With only a few authentic records existing in Namibia, the endangered Black-footed cat is a species not commonly known to locals. “The animals are rare and do not compete well against other carnivores, therefore, they are found in very small areas where predator numbers are low,” emphasised Prof Hauptfleisch.
Areas mostly include private farmland, creating a precarious future for the animals, since the areas are not regarded as protected. “It was never expected that the cat could survive in such dry habitat, since other studies conducted took place on Southern African where rain was more prevalent.” he said.

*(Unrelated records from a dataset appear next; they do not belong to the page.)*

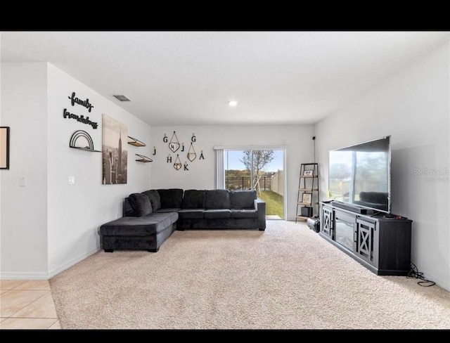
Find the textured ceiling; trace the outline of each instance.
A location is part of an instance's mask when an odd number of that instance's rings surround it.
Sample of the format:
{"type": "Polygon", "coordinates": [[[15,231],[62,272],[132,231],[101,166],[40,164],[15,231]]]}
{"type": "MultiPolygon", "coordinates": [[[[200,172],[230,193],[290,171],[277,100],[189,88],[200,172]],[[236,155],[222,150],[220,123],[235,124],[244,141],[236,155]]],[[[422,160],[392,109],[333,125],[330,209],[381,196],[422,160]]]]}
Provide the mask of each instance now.
{"type": "Polygon", "coordinates": [[[1,34],[2,62],[49,62],[150,125],[181,125],[315,123],[449,32],[1,34]]]}

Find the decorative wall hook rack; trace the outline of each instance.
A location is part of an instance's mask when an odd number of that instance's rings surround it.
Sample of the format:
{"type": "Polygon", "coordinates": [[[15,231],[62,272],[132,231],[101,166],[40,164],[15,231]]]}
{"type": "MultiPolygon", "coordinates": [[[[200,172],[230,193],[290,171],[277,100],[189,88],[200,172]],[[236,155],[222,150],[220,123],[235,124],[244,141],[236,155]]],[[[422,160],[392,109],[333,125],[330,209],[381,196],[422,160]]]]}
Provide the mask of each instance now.
{"type": "Polygon", "coordinates": [[[128,144],[131,144],[131,145],[134,146],[146,146],[146,143],[141,142],[139,139],[134,138],[133,137],[130,137],[129,136],[128,136],[128,138],[131,140],[131,141],[128,142],[128,144]]]}
{"type": "Polygon", "coordinates": [[[70,148],[73,148],[74,149],[79,149],[84,151],[91,151],[92,153],[101,153],[101,150],[96,150],[94,149],[94,141],[92,141],[92,138],[91,137],[89,134],[88,134],[87,132],[83,130],[76,131],[72,134],[72,136],[70,137],[70,141],[69,142],[69,146],[70,148]],[[78,139],[80,138],[83,138],[86,141],[87,145],[81,147],[81,146],[77,146],[75,145],[77,143],[77,141],[78,141],[78,139]]]}
{"type": "Polygon", "coordinates": [[[137,162],[153,162],[153,160],[150,158],[148,157],[147,156],[144,156],[143,155],[139,155],[139,154],[135,154],[136,156],[141,157],[139,160],[136,160],[137,162]]]}

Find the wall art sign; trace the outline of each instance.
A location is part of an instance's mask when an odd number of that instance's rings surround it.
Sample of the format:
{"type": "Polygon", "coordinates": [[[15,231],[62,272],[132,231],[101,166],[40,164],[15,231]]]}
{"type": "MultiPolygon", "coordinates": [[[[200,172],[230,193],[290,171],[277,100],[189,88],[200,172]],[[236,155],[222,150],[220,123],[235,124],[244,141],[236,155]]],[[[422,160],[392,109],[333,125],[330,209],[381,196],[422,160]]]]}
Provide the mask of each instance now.
{"type": "MultiPolygon", "coordinates": [[[[181,143],[181,145],[180,145],[178,137],[176,136],[176,131],[174,131],[174,133],[172,134],[170,141],[169,141],[169,137],[167,136],[167,135],[166,134],[164,134],[162,141],[165,143],[167,144],[169,149],[172,153],[175,153],[179,149],[180,149],[180,148],[181,150],[179,150],[179,152],[184,152],[184,143],[181,143]]],[[[191,162],[197,158],[197,153],[195,152],[195,149],[194,148],[194,143],[195,143],[196,141],[197,137],[195,136],[195,134],[193,133],[192,136],[191,137],[191,145],[189,146],[189,149],[188,150],[188,153],[186,153],[186,158],[191,162]]],[[[156,147],[153,147],[153,155],[156,155],[156,147]]],[[[200,154],[198,160],[205,160],[203,150],[200,150],[200,154]]],[[[167,162],[172,162],[172,158],[170,154],[167,155],[167,162]]],[[[182,164],[180,160],[179,154],[176,154],[176,158],[175,159],[175,162],[174,162],[173,166],[176,170],[180,170],[182,167],[183,170],[189,170],[189,169],[188,168],[188,167],[189,166],[188,162],[185,161],[184,164],[182,164]]]]}
{"type": "MultiPolygon", "coordinates": [[[[78,104],[87,108],[87,110],[89,112],[91,112],[91,110],[94,108],[94,105],[91,103],[89,103],[89,98],[86,98],[86,100],[81,100],[75,96],[75,91],[72,93],[72,96],[68,96],[68,98],[70,99],[70,103],[72,106],[75,106],[75,104],[78,104]]],[[[97,129],[97,127],[98,127],[98,123],[89,119],[89,117],[84,117],[84,115],[78,115],[75,113],[70,113],[69,111],[68,111],[67,108],[65,108],[63,110],[63,117],[67,119],[75,119],[75,120],[81,123],[87,124],[88,125],[91,125],[93,129],[97,129]]]]}
{"type": "Polygon", "coordinates": [[[102,115],[102,153],[103,185],[127,183],[128,166],[128,127],[102,115]]]}
{"type": "Polygon", "coordinates": [[[9,127],[0,127],[0,169],[9,169],[9,127]]]}

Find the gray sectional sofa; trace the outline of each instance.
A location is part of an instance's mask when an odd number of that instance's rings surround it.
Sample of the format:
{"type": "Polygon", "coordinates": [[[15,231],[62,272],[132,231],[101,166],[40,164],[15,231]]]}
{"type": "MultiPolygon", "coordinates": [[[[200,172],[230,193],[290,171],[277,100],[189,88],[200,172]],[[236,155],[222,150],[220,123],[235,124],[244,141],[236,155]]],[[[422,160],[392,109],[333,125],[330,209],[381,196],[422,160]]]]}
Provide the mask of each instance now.
{"type": "Polygon", "coordinates": [[[102,225],[103,249],[156,252],[176,229],[266,229],[266,203],[255,190],[146,190],[130,194],[123,217],[102,225]]]}

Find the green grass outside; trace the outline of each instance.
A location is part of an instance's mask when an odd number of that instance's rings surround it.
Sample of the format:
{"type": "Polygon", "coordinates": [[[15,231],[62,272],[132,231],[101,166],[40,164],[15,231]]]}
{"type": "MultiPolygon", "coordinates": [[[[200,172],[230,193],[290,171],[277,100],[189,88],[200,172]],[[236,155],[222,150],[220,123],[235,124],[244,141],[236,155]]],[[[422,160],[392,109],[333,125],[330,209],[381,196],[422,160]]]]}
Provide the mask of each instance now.
{"type": "Polygon", "coordinates": [[[284,218],[283,211],[283,196],[271,190],[262,190],[258,198],[266,202],[266,215],[277,215],[284,218]]]}

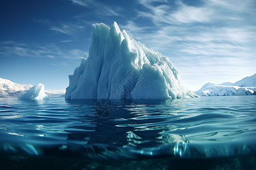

Other studies also showed that these cats mainly feed on smaller reptilian animals, which he also considers to be a new fact of these small-spotted cats.
Hauptfleisch works closely with two Masters students in the FNRSS, Martina Kusters and Ndele Shipala, as well as fellow researchers from the Black-footed Cat Working Group. These nocturnal inhabitants are also known to be solitary and territorial animals, except when females care for their dependent kittens.
Being the smallest wild cat in Africa, with a head-to-body length of 35-52cm, their kittens often have a low survival rate. Additionally, many of the adult cats also succumb to a number of unnatural deaths.
“They are often mistaken for jackals or other small carnivores at night, so they are shot or even sometimes poisoned,” Prof Hauptfleisch went on to explain, while urging farmers to refrain from harming the animals. Auas Motors, the Canadian Cat Protection Society and the Naples Zoo in the USA, are some of the sponsors of the project.